If you wish to request the deletion of your personal data, please submit your request to the Administrator's email address.

The right to request the restriction of the processing of personal data (Article 18 RODO)

You have the right to request the restriction of the processing of your personal data when:

you question the accuracy of your personal data - the Data Controller will restrict the processing of your personal data for a period of time to allow you to check the accuracy of the data;
when the processing of your data is unlawful and instead of erasure you request the restriction of the processing of your personal data;
Your personal data is no longer needed for the purposes of processing, but it is needed to establish, assert or defend your claims;
where you have objected to the processing of your personal data - until it is determined whether the legitimate interests on the part of the Controller override the grounds for your objection.

If you wish to request a restriction of the processing of your personal data, please submit your request to the Administrator's email address.

Right to object to the processing of personal data (Article 21 RODO)

You have the right to object at any time to the processing of your personal data, including profiling, in relation to:

processing necessary for the performance of a task carried out in the public interest or processing necessary for the purposes of the legitimate interests pursued by the Controller of the personal data or by a third party;
processing for direct marketing purposes.

If you wish to object to the processing of your personal data, please submit your request to the Administrator's email address.

Right to request the transfer of personal data (Article 20 RODO)

You have the right to receive your personal data from the Controller in a structured, commonly used machine-readable format and send it to another controller.

You may also request that it is the Data Controller who directly transfers your personal data to another controller (if technically possible).

If you wish to request the transfer of your personal data, please submit your request to the Administrator's email address.

Right of withdrawal of consent

You may withdraw the consent you have given for the processing of your personal data at any time.

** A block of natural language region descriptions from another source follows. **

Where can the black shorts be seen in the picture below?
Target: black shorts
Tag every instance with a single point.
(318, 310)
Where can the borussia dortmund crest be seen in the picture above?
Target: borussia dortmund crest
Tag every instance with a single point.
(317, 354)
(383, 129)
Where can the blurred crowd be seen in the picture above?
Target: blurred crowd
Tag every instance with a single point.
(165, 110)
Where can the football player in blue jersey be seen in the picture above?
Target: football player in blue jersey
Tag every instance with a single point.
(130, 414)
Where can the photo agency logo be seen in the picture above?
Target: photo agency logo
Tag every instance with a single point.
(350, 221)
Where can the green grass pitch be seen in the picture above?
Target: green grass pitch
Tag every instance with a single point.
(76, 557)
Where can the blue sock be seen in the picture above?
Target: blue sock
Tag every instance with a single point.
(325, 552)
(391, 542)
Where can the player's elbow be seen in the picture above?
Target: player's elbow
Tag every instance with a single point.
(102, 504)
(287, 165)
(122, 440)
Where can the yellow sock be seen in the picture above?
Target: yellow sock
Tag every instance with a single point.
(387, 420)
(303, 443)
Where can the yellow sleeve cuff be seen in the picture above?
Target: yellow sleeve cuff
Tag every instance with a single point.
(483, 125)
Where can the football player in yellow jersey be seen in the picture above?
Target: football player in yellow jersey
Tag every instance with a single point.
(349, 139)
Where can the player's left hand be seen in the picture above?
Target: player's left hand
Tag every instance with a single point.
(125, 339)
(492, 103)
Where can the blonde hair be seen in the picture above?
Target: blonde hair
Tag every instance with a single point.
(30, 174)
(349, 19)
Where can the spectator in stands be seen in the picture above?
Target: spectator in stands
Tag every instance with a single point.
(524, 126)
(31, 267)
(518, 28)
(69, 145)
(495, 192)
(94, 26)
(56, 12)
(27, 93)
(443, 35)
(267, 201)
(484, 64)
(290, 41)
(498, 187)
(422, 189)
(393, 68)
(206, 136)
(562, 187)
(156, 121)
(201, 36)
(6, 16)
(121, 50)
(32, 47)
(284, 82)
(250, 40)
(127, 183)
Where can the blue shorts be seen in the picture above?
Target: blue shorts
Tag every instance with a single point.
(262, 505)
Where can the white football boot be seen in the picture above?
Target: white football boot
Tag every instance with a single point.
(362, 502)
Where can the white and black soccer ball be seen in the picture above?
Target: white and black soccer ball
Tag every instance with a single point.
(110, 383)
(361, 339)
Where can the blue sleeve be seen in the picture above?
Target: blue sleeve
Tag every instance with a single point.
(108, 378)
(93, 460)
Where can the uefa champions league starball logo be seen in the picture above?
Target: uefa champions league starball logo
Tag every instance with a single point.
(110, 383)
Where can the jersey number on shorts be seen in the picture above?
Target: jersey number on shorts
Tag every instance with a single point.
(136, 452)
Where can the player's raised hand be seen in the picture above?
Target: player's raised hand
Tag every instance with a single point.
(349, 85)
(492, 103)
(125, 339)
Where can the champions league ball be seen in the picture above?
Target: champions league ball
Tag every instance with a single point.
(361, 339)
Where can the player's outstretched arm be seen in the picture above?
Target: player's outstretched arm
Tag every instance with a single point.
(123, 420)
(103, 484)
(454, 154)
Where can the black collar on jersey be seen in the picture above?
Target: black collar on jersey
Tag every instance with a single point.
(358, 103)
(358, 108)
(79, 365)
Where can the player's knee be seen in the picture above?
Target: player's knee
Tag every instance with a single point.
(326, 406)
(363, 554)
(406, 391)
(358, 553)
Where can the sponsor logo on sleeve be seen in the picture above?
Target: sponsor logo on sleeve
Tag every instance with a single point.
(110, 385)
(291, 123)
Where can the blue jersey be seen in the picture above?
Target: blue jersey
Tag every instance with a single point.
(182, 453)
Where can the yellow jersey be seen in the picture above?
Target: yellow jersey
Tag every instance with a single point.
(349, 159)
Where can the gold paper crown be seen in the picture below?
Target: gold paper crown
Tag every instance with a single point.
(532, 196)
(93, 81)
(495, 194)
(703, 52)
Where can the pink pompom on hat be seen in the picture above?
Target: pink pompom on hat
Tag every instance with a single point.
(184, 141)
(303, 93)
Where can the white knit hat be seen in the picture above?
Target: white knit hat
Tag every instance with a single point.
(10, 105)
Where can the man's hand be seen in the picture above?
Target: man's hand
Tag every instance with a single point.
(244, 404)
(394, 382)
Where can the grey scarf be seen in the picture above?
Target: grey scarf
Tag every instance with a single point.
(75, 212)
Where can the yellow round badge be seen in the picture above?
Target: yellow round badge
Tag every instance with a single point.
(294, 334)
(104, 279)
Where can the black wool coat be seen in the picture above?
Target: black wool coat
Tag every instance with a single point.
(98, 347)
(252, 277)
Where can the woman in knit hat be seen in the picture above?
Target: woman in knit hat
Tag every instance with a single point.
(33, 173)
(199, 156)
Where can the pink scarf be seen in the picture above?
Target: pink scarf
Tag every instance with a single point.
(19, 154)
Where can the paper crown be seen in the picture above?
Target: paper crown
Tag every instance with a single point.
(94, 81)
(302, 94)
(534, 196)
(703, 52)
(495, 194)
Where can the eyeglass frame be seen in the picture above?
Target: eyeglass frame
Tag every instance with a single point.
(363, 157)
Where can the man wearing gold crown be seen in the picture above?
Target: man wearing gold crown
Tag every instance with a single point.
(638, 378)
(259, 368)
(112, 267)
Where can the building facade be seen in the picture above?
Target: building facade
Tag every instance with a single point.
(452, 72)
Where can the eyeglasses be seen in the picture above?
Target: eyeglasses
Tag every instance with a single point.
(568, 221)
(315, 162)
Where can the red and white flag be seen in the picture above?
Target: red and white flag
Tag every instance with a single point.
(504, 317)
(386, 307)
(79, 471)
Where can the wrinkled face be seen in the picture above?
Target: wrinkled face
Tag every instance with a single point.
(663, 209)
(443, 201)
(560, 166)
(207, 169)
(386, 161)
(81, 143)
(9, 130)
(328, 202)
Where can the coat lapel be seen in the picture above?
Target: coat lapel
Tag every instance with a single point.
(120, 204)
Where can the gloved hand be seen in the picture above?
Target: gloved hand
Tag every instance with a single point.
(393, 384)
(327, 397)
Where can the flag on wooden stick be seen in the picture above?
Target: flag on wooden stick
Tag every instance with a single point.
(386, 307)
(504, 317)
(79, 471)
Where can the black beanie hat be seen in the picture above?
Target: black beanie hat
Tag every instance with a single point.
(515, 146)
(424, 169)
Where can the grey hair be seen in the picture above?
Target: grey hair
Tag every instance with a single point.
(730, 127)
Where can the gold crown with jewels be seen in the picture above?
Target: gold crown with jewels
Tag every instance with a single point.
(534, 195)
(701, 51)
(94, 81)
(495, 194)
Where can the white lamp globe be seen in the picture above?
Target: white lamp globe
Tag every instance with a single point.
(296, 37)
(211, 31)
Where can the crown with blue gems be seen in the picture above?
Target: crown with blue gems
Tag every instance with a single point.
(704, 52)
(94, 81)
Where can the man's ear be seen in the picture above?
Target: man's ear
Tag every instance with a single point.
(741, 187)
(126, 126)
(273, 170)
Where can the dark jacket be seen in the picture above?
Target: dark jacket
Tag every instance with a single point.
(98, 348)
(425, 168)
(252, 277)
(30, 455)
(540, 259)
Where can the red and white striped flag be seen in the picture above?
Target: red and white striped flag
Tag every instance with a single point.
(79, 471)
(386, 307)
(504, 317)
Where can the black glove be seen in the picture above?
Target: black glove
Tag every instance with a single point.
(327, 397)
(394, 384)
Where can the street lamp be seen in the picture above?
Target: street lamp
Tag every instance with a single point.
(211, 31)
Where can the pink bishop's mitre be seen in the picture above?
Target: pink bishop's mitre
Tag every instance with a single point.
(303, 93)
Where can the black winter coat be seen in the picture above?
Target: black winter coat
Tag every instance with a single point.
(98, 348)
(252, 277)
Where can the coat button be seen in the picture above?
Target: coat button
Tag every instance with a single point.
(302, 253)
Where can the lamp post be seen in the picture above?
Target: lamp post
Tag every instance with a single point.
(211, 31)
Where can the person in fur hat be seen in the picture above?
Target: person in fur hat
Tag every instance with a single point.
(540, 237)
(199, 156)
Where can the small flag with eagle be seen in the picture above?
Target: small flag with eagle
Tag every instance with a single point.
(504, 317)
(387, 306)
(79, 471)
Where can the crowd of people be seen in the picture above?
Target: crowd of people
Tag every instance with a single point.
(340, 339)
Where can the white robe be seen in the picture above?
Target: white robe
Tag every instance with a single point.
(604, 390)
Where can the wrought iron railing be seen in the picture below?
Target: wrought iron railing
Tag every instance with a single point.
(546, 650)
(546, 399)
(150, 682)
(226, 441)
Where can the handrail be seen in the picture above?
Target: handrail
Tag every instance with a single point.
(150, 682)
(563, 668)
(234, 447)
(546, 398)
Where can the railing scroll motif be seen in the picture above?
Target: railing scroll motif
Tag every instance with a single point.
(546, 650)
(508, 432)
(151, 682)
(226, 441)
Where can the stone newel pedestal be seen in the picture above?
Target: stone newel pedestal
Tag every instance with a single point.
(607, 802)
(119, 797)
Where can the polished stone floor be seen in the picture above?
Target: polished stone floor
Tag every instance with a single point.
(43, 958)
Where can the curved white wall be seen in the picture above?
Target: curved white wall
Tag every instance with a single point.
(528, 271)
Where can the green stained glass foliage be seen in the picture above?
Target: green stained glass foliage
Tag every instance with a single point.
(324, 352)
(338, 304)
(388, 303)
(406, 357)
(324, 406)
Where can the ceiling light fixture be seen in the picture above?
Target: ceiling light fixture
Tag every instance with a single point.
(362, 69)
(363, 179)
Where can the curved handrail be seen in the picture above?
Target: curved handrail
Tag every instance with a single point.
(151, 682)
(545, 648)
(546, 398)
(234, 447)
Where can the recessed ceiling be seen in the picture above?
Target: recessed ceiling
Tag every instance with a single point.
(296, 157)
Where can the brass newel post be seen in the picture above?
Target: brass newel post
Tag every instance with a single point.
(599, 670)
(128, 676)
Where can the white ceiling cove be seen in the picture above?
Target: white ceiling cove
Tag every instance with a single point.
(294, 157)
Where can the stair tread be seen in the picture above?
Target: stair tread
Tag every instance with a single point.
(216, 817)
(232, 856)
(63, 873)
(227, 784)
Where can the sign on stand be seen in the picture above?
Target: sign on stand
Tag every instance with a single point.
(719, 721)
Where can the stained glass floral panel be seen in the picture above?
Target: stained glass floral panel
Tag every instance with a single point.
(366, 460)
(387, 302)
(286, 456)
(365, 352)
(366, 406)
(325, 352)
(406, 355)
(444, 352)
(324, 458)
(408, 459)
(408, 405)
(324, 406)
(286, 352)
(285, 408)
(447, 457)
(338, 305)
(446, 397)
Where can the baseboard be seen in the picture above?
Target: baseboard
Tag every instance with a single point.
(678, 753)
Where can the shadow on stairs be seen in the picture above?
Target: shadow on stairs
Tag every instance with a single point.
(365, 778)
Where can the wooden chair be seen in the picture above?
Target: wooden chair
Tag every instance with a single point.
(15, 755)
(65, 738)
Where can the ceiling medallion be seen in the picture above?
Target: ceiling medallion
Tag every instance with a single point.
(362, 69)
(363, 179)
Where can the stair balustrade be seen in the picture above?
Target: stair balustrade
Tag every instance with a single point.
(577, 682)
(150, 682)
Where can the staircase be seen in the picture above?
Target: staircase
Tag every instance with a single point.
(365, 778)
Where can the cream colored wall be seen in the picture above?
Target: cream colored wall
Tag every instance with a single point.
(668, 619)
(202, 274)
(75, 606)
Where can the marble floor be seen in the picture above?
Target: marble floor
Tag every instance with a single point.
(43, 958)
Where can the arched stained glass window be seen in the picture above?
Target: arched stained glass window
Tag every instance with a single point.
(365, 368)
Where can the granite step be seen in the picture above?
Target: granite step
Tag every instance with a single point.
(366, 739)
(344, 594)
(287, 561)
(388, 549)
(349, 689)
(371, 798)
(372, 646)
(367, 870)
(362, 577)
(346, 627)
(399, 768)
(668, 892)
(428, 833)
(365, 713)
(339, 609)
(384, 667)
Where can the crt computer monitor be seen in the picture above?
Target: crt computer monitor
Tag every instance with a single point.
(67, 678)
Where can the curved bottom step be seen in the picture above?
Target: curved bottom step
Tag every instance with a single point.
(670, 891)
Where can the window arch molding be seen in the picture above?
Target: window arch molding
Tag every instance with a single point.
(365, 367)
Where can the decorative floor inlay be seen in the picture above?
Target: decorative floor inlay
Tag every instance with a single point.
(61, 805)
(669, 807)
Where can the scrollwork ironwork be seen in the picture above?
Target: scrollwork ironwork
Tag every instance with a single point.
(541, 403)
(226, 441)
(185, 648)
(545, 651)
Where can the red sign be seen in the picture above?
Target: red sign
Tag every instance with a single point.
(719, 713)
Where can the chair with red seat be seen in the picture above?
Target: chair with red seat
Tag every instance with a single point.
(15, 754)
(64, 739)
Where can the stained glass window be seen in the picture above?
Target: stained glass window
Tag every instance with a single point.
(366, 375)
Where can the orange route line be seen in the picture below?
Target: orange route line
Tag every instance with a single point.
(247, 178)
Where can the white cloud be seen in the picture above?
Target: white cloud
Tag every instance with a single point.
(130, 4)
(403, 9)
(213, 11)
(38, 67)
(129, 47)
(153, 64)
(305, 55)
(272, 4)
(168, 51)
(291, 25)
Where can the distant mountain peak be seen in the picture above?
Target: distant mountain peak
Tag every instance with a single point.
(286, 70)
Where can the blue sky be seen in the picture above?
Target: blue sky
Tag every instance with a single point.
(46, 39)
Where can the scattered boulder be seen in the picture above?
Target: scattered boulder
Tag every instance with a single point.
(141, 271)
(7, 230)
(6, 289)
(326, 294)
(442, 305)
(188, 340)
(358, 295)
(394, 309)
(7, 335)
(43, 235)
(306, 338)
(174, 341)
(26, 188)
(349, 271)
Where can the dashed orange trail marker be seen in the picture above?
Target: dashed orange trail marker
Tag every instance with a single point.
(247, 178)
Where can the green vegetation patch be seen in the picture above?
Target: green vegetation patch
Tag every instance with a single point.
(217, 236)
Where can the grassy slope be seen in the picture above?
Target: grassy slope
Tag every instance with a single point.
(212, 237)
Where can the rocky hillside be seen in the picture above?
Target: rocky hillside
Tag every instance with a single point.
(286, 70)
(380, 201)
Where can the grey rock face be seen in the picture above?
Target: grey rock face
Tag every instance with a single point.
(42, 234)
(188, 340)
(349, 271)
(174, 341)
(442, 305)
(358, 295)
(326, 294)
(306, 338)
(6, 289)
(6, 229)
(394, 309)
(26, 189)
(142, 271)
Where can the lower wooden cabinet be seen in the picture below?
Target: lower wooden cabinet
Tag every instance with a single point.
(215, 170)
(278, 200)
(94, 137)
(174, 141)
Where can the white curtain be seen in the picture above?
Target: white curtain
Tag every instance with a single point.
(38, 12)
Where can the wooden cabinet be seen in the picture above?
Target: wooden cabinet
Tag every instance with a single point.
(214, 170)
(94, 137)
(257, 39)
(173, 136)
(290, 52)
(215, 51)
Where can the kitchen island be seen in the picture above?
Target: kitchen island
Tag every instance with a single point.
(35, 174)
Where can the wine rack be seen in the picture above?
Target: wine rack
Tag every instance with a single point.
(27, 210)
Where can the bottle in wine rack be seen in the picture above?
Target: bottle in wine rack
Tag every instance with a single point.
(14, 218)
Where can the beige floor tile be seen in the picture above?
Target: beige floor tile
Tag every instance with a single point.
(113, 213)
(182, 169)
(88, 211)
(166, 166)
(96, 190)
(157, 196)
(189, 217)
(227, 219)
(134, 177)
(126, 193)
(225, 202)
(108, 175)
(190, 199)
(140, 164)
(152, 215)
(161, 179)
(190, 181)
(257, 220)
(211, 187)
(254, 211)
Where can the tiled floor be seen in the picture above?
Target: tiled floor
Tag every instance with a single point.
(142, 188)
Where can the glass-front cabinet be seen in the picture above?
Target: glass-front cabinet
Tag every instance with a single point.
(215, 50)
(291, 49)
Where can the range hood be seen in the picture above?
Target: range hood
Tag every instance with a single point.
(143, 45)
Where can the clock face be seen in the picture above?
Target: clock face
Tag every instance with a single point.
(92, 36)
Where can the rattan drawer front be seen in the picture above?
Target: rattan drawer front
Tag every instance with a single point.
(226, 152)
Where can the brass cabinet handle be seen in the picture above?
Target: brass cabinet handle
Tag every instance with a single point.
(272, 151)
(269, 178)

The withdrawal of your consent to process your personal data does not affect the lawfulness of the processing carried out on the basis of your consent before its withdrawal.

If you wish to withdraw your consent to the processing of your personal data, please submit your request to the Administrator's e-mail address.

Complaint to the supervisory authority

If you believe that the processing of your personal data is in breach of the RODO you have the right to lodge a complaint with a supervisory authority, in particular in the Member State of your habitual residence, your place of work or the place where the alleged breach took place.

In Poland, the supervisory authority under the RODO is the President of the Office for Personal Data Protection (PUODO).

Changes to the Privacy Policy

Information on changes to the Privacy Policy will be published on the website of Opened.co.uk.